The next challenge is to pass this data through R, actually this is easy, but retaining the message headers was more challenging.  The R operator needs to be configured to receive a message as input and send a message as output.  To understand how R is working in Data Intelligence I added a number print(paste()) statements to my R code.  The output of these statements can be found in the DI Debug trace to verify what is happening.

Reviewing the R Client Operator I learnt how the native Data Intelligence Go message is interpreted by R.  The R representation a list, with the following fields: Body, Attributes and Encoding.
msg2df <- function(msg) {
print(paste("msg2df Body Names ", names(msg$Body)))
print(paste("msg2df Body Dollar ", msg$Body))
body = msg$Body
print(paste("msg2df Body DataFrame", df))
return (df)

msgheader <- function(msg) {
print(paste("msg2hed Attributes Names ", names(msg$Attributes)))
print(paste("msg2hed Attributes Dollar ", msg$Attributes))
header = list(msg$Attributes)

df2msg <- function(df, header) {
attributes = header[[1]]
print(paste("df2msg Attributes ", attributes))
print(paste("df2msg Attributes Names ", names(attributes)))
dfaslist <- setNames(split(df, seq(nrow(df))), rownames(df))
msg <- list(Body=list(dfaslist), Attributes=attributes, Encoding="bar")

onInput <- function(msg) {
df <- msg2df(msg)
header <- msgheader(msg)
outMsg <- df2msg(df,header)
print(paste("Output Print ", outMsg))

api$setPortCallback(c("inData"), c("outData"), "onInput")

With the wiretaps removed, the pipeline looks a lot more simple, but you loose the ability to verify what the internals are doing.

Performance Benchmarking using Command Line

After multiple tests with Postman, I wanted to validate the performance and scalability of the pipeline using other methods.

I tried 3 command line utilities, and all worked as expected.

  • vctl

  • curl

  • ab

gianlucadelorenzo published a great blog on vctl.

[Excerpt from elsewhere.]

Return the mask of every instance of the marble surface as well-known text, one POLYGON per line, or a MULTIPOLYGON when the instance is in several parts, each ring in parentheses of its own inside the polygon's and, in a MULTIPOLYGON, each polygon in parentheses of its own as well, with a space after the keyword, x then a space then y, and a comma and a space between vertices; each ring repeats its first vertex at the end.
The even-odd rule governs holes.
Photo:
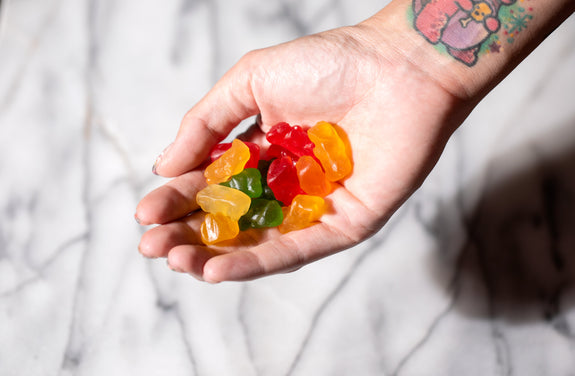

vctl is a Data Intelligence System Management command line client, that used to support http calls. Http is officially deprecated, but still works.
 vctl util http /app/pipeline-modeler/openapi/service/dev/v1/hana \
-H Content-Type=application/json \
-d '{"Rows":2}' \


To use curl we can  export the required command from postman, using code, export.
curl -X POST \
https://<>/app/pipeline-modeler/openapi/service/dev/v1/hana \
-H 'Authorization: Basic ZGVmYXVsdFx3ZGYwMTpXZWxjb21lMDE=' \
-H 'Content-Type: application/json' \
-H 'X-Requested-With: XMLHttpRequest' \
-H 'cache-control: no-cache' \
-d '{"Rows":"3"}'

Using Apache Bench (ab) has multiple options including number of requests and concurrency. It also provdes statistics and a summary of response times.. Googling for ab and performance was the most difficult part.
ab -n 20 -c4 -s 10 -v3 \
-H 'Authorization: Basic ZGVmYXVsdFx3ZGYwMTpXZWxjb21lMDE=' \
-H 'X-Requested-With: XMLHttpRequest' \
-T 'application/json' \
-H 'cache-control: no-cache' \
-p rows.json \

Asking for the verbose output from (-v) displays the complete information including the headers, one of which, Server-Timing gives us the vflow(pipeline execution time).
Server-Timing →vflow;dur=90.69



In this blog posted, I described how I processed SAP data via open source R and exposed it via a Restful webservice.

Having connected data is now a common requirement coming from applications and mobile apps.  These data driven apps often require data surfaced via APIs.  SAP Data Intelligence provides a relatively easy way to implement such APIs.